Archbishop of Mainz Venerable Missionary
- Born: c. 710 Wessex
- Died: 16 October 786 Hersfeld Abbey
- Venerated in: Eastern Orthodox Church Roman Catholic Church
- Canonized: 7 April 852
- Feast: 16 October 1 June

= Lullus =

Benedictine monk and missionary (died 786)

Saint Lullus (also known as Lull or Lul, born AD 710 – died 16 October 786) was the first permanent archbishop of Mainz, succeeding Saint Boniface, and first abbot of the Benedictine Hersfeld Abbey. He is historiographically considered the first official sovereign of the Electorate of Mainz.

==Monk to archbishop==
Lullus was born in Wessex around AD 710. He was a monk in the Benedictine monastery of Malmesbury Abbey in Wiltshire. His earlier name may have been "Rehdgerus" (possible in a multitude of spellings including Ratkar, Hredgar, Raedgar, etc.). During a pilgrimage to Rome in 737, he met Saint Boniface and decided to join him in his missionary work in northern Germany. In 738, Lullus joined the Benedictine monastery of Fritzlar, founded by Boniface in 732. There, his teacher was abbot Saint Wigbert, who had also come from England.
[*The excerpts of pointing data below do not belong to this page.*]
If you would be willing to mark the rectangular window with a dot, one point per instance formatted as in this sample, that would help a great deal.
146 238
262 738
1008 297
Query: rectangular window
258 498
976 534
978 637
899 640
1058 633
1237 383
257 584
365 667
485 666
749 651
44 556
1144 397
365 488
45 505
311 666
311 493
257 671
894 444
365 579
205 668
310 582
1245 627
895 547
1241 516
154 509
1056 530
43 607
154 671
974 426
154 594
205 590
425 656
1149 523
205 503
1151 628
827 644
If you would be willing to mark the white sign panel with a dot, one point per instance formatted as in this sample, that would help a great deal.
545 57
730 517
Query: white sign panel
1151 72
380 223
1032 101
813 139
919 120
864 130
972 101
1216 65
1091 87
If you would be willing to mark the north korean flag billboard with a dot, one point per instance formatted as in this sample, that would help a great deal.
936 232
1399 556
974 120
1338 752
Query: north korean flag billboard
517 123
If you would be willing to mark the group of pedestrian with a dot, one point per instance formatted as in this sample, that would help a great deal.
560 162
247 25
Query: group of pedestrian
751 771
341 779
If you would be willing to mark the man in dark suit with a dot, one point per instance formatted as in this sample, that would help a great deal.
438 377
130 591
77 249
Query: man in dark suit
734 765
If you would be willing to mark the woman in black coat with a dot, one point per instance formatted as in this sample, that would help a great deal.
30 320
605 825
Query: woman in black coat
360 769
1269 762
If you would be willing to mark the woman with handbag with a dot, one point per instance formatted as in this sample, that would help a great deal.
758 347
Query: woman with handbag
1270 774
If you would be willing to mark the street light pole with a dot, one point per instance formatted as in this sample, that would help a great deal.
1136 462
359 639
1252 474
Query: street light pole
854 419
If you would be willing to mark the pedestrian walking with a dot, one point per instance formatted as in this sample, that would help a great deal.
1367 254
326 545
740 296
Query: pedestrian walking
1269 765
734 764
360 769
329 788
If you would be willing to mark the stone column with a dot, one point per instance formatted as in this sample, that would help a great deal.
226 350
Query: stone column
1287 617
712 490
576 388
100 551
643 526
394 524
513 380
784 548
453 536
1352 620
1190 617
In 741, Charles Martel died, and in this year the most important phase of Boniface's career started, with Lullus as his closest assistant. Many of the biographical facts about Lullus derive from the Boniface Correspondence: he is attested as a deacon in 745-46, as Boniface's archdeacon in 746-47, and as priest in 751, though he was probably ordained before that. The correspondence evidences that Lullus was trusted enough to be Boniface's messenger (he went to Rome twice on his behalf), including in the secret negotiations over Boniface's successor at Mainz. Lullus exchanged letters (and gifts) with Edburga of Minster-in-Thanet and Leoba, among others. Since he was the youngest of Boniface's associates and was not yet tied to a specific place, he grew to be his closest associate. Moreover, a study by Michael Tangl, cited by Theodor Schieffer, suggests that Boniface, whose eyesight had begun to fail him early in the 740s, may have used Lullus's services in reading and writing the letters that were such an important part of his work. Tangl suspects that Lullus likely cooperated with Boniface on some of the most important letters.
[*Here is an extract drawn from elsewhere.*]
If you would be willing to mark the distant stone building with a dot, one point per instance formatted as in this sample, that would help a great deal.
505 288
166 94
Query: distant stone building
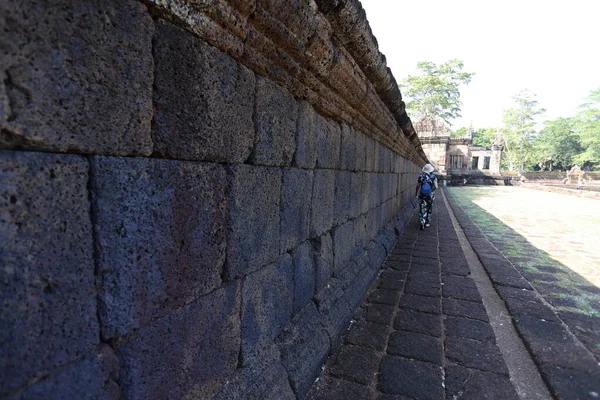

King Pippin confirmed him in 753 as bishop of Mainz, and in 754 he became archbishop, as Saint Boniface resigned and appointed Lullus his successor. Lullus became the first regular archbishop of Mainz when Pope Adrian I granted him the pallium in about 781. He then greatly expanded his bishopric by absorbing those of Büraburg (near Fritzlar) and Erfurt.

==Carolingian era==
From 769 onward, Lullus promoted the establishment of the Carolingian style monastery of Hersfeld Abbey, which he succeeded in having placed under Charlemagne's Carolingian dynasty protection in 775.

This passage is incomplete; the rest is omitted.